Fox (patched): Three root-cause bugs fixed and submitted upstream as PR #1. After patching: Fox handles 8 concurrent requests cleanly. Throughput advantage is real (~1.7× Ollama under 4-way concurrency) but comes with a significant TTFT tradeoff — Fox batches requests, so sequential TTFT is ~6× worse than Ollama. The "2× Ollama" claim is partially true for throughput, but TTFT tells a different story.

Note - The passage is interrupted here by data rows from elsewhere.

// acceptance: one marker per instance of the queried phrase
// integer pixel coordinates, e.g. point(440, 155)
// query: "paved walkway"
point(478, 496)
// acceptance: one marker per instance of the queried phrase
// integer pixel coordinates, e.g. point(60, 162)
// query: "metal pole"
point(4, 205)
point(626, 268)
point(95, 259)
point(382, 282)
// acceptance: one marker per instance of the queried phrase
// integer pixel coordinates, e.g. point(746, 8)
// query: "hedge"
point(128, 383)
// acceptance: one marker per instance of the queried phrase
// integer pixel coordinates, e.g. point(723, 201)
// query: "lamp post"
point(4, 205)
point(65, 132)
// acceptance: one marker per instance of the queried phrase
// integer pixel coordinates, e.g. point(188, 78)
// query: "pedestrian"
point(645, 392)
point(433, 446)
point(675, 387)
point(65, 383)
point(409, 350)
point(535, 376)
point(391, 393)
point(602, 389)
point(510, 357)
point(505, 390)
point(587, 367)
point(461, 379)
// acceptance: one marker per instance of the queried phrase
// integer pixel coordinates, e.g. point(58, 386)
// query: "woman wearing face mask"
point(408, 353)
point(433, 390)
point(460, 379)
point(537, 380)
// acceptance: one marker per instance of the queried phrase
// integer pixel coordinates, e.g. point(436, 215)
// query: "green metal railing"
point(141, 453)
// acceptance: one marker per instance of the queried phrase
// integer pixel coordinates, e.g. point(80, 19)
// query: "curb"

Ollama vs vLLM: Nearly identical for a single user. vLLM dominates the moment multiple requests arrive simultaneously — by 2–3 orders of magnitude in latency, because the architectures are fundamentally different. Ollama queues. vLLM batches.

Hardware & Setup

CPU
AMD EPYC 7C13
64 cores @ 2.0 GHz
GPUs
2× RTX 3090
24 GB each · PCIe (no NVLink)
Model
Qwen3-14B
Q4_K_M GGUF (Ollama/Fox) · AWQ (vLLM)

Framework versions: Ollama v0.18.0 (system daemon, SCHED_SPREAD=1 — model split across both GPUs), vLLM 0.15.1 (single GPU, PagedAttention), Fox built from source HEAD 2026-03-24.

Methodology: Each framework was benchmarked in isolation — model evicted from VRAM before loading the next framework. Three workloads: 10 sequential requests (serial), 10 concurrent requests (4 in-flight), 5 multi-turn conversations (3 turns each). Same prompt across all tests. Warm-up request sent before timing begins.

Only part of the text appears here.